练也有些动容:“是啊,是让我操了不少心,所以也该让我轻松轻松了,你有几年从教经验,又是搞这项运动出身的,了解规则和技术,会带学生,也懂训练那套,趁年轻早点过来,我还能再带你几年,以后省队在你手上,你培养出几个好苗子,不见得这辈子就不能和世锦赛甚至奥运会打交道,路都是靠人走的,灿灿啊,你浪费的十年该捡起来了。”
苏一灿低着头,心情复杂地交织在一起,听见“世锦赛”和“奥运会”,好像过去那些梦历历在目,如此清晰地告诉她,她放不下,这里所有的一切都放不下。

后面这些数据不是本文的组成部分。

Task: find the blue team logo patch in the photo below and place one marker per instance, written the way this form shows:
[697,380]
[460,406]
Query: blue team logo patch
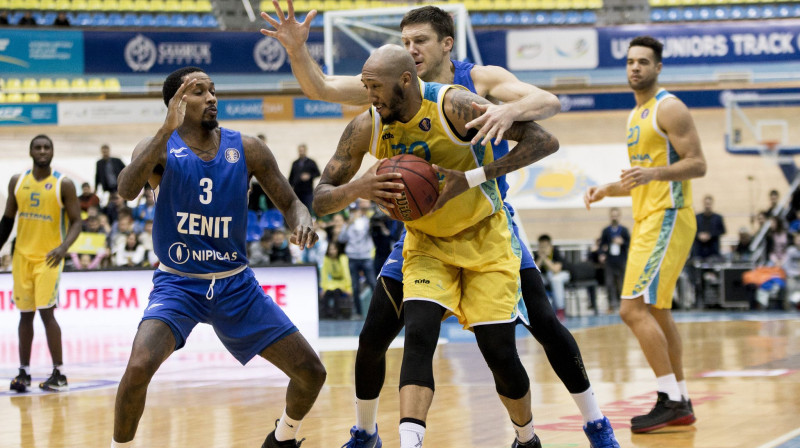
[232,155]
[179,253]
[425,124]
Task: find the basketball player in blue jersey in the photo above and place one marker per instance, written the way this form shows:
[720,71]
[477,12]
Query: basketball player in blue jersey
[427,34]
[462,258]
[49,222]
[665,154]
[201,173]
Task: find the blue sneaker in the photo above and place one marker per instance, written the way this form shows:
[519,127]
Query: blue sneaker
[360,439]
[600,434]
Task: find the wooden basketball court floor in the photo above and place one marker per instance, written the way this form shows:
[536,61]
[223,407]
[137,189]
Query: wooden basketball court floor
[743,370]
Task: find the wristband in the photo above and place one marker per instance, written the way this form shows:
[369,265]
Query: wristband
[475,177]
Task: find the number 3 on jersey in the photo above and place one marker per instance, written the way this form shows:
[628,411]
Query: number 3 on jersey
[206,184]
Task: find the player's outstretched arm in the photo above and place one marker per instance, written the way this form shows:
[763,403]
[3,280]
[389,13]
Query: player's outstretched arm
[261,164]
[7,221]
[533,144]
[335,191]
[150,154]
[69,198]
[315,84]
[520,102]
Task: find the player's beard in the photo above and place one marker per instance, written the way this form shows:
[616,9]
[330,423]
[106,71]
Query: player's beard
[209,125]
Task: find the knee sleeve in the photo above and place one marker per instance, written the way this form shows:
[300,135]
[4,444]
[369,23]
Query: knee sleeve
[499,349]
[383,323]
[423,320]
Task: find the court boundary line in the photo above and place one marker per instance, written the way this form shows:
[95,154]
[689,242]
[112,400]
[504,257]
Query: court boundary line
[782,439]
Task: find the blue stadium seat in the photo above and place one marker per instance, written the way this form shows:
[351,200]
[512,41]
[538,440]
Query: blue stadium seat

潘教练带着她往前走,对她说:“我们这里虽然谈不上高薪,但起码比你现在待的学校稍微强些,以后你真能带出成绩,该有的都会有,人生的路啊,还是要自己争取的。”
正好走到这些运动员后面,姑娘们到底岁数小,个个好奇地回头看她,不知道谁悄声说了句:“苏一灿,真的是苏一灿。”
所有运动员都回过头来,脸上洋溢着无以言表的兴奋,像围观稀有动物一样。
苏一灿挑起眉稍看向潘教练:“她们认识我?”
潘教练说了句:“继续练。”
然后对苏一灿说:“跟我来。”
她把苏一灿带到游泳馆外的展示窗前,橱窗里是一些省队过去的战绩和照片,苏一灿停下脚步,意外地看见了自己,那年,她应该才16岁,拿着奖牌高举过头,脸上是稚嫩却兴奋的光彩,而她身边站着的,是那个早已消失在这个世上的身影,自从尤靖离开后,家里人拿走了所有关于她的比赛照片。
她没想到有一天会以这种方式突然再次见到曾经她们比肩而立的样子,她的目光落在两人牢牢牵着的手上,那时,她们的目标都是进军国家队,参加奥运会为国争光。
她还能记得尤靖走前对她说的话,她说“我们两个人无论哪个去都一样,个人技术你比我扎实,去了以后能更快融入集体,亚运会选拔你胜算更大,还是你去吧。”